Kerl’s breezy claim gets to the problem that Marxism appears in the article as a coherent and unified single tradition (basically Trotskyism, though this isn’t made explicit), unchanging, not in need of renewal, while anarchism is treated as broad and diffuse. This is the usual way things are seen in the International Socialist tradition (for a theoretical presentation of this view, see here). This view rightly points out how different the politics of social democracy, Stalinism and Third World nationalism are from the politics of socialism from below (“the real Marxist tradition,” or what Kerl simply calls Marxism). It’s also right that Marx’s political project was not that of social democracy, Stalinism or anti-imperialist nationalism. But it’s wrong to equate socialism from below with Marxism (or, worse, Trotskyism), since this makes other supporters of socialism from below (some anarchists and anti-Stalinist Marxists who weren’t Trotskyists) disappear. This view also tends to treat Marxist politics as a finished product that only needs to be learned and applied, unlike anarchism.

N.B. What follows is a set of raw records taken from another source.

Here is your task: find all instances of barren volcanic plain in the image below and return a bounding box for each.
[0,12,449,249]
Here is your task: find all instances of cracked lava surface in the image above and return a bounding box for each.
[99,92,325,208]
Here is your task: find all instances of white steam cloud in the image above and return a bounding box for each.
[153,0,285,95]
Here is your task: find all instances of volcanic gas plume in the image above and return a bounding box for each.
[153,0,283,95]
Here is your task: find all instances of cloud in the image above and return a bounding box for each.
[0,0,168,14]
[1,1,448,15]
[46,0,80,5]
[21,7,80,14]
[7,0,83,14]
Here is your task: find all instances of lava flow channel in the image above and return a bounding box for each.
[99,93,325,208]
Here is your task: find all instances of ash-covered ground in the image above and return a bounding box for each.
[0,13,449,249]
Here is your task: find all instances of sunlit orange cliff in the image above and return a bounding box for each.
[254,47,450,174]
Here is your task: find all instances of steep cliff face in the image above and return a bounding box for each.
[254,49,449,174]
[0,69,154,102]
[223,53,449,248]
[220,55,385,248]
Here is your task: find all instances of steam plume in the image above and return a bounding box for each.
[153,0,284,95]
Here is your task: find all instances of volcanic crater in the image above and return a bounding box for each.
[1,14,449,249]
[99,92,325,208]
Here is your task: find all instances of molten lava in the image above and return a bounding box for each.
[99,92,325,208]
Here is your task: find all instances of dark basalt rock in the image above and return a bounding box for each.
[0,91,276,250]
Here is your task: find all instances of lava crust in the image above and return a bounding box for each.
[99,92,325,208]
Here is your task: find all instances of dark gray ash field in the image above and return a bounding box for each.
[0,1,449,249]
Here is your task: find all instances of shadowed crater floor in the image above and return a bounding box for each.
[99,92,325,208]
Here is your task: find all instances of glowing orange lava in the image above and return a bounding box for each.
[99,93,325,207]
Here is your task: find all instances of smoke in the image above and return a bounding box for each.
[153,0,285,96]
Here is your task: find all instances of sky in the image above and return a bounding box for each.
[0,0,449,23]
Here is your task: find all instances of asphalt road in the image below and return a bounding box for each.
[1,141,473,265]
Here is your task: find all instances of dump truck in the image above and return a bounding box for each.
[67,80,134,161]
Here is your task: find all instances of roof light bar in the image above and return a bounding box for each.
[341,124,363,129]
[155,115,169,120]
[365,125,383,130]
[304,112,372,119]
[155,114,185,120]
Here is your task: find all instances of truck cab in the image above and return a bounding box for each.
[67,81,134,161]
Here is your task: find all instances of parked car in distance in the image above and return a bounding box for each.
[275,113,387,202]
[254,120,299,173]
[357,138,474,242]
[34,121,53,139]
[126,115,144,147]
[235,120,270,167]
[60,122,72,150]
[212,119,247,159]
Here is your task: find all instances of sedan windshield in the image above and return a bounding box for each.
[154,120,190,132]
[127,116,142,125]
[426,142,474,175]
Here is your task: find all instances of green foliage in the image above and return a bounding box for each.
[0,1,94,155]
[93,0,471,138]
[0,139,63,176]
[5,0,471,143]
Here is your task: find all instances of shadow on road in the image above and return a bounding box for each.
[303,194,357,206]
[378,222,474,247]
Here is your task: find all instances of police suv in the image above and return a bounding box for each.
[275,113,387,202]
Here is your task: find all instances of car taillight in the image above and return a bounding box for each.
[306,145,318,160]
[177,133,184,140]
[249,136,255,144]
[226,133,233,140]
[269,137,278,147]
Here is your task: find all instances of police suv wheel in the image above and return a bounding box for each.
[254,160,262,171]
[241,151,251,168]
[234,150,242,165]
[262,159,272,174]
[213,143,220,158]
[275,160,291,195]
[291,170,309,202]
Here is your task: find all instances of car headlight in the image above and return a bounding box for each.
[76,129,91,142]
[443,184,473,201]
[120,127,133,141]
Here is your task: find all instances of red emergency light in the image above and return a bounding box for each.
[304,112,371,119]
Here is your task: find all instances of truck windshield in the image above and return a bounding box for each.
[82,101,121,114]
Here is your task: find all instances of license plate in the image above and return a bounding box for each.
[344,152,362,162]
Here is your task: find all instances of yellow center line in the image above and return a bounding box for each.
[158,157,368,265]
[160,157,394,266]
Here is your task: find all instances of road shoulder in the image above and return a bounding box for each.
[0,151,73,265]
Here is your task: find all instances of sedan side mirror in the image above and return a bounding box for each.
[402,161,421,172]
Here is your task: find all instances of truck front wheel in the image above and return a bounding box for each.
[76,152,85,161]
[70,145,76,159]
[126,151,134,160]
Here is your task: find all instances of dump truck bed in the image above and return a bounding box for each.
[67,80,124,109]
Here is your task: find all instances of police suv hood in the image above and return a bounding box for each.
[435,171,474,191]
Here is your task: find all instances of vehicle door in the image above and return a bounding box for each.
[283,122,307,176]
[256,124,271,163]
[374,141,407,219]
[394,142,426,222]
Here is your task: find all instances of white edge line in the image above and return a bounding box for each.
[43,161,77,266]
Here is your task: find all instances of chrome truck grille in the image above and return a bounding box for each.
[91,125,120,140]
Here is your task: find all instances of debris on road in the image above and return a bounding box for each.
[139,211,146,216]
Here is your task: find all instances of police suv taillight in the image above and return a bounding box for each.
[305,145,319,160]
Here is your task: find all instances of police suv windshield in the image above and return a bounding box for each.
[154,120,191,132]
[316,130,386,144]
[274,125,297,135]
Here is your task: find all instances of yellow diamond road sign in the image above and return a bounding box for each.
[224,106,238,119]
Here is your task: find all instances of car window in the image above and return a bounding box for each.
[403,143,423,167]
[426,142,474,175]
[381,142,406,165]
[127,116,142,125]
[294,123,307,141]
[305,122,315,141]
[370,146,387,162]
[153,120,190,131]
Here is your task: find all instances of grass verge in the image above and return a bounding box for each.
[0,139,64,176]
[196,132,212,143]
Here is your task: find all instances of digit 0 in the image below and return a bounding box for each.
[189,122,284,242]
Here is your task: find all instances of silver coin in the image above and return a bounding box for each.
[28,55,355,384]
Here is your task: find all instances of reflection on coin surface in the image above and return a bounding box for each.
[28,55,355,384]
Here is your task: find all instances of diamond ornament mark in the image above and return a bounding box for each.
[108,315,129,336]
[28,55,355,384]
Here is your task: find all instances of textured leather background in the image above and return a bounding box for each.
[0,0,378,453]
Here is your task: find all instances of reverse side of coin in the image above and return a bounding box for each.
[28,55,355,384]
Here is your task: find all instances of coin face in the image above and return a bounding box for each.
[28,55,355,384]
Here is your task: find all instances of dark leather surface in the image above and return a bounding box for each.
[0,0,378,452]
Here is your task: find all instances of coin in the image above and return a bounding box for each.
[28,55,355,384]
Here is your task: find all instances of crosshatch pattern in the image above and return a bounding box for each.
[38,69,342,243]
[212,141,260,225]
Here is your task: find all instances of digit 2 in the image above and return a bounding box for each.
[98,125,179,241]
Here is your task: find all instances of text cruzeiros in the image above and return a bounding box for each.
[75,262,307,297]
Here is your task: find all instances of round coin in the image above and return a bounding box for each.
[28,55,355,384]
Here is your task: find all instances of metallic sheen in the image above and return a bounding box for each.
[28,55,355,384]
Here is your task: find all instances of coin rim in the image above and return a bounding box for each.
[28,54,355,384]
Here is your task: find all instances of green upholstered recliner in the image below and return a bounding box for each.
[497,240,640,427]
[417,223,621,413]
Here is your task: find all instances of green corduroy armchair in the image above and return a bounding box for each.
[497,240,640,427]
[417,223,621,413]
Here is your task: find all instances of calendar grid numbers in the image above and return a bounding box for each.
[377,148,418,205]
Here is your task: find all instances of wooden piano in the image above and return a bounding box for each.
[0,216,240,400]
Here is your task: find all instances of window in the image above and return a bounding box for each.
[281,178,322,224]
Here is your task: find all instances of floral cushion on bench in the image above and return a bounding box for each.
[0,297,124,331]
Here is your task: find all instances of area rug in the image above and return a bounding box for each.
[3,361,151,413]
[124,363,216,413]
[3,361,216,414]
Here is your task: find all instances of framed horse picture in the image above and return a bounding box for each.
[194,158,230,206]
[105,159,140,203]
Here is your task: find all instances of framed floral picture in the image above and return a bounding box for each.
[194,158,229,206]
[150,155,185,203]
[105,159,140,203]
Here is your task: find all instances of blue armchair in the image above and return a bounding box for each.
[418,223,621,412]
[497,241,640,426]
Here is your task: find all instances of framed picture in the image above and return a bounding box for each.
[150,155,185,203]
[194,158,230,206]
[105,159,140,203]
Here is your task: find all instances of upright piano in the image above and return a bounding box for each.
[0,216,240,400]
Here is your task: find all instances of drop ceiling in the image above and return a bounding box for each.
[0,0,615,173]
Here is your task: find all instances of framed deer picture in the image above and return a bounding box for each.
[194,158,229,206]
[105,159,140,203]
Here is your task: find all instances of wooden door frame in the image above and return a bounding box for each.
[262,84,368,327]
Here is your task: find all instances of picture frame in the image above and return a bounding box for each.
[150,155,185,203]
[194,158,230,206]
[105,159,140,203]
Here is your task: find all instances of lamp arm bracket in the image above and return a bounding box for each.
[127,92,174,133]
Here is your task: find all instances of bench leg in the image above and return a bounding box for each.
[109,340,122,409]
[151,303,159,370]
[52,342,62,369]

Its supporters also generally deny or underplay the undemocratic and substitutionist aspects of Bolshevism and Trotskyism (substitutionism happens when the actions of some other group of people — a party, political group, guerillas or masked street fighters, for example — are substituted for the self-organized struggles of exploited and oppressed people). Earlier would-be supporters of Marx and Marx himself are also often treated too uncritically.

At one point Kerl sounds a different note, but he doesn’t think through the implications. At the end of the article he says (and I agree) that “many of the revolutionary left’s most dedicated activists identify with the anarchist tradition and continue to make important contributions to the fight against oppression” and adds that “these anarchists have represented Marxism better than some of the so-called Marxists.” Isn’t the real point that such anarchists have done more for the cause of human emancipation than many Marxists? That cause has never been anyone’s property. Or, to put it another way, that these anarchists have practiced the politics of socialism better than many Marxists?

Can we get beyond anarchism vs marxism?

“Anarchism” vs “Marxism” is an extremely unhelpful way to discuss politics today. As I put it in an article in 2008, “People who accept these labels disagree among themselves more than they agree” (“Real Freedom,” in New Socialist 63). The more we can get beyond these so-often misleading labels and discuss real political questions, the better. I’m not suggesting that there are no disagreements among anarchist and Marxist libertarian socialists, but in the Canadian state and the US today these are just not all that significant. In the face of looming attacks in the name of deficit reduction and competitiveness, what’s most important are the discussions among all anti-capitalists who see people’s self-organized struggles as crucial about how we can best assist them to develop, in workplaces, in communities and on campuses. How to strengthen support for anti-capitalist & pro-liberation politics (especially outside the narrow circles where they’re still marginalized) is something else to discuss. It makes no sense to allow disagreements about issues that don’t arise in the present to be the basis of divisions.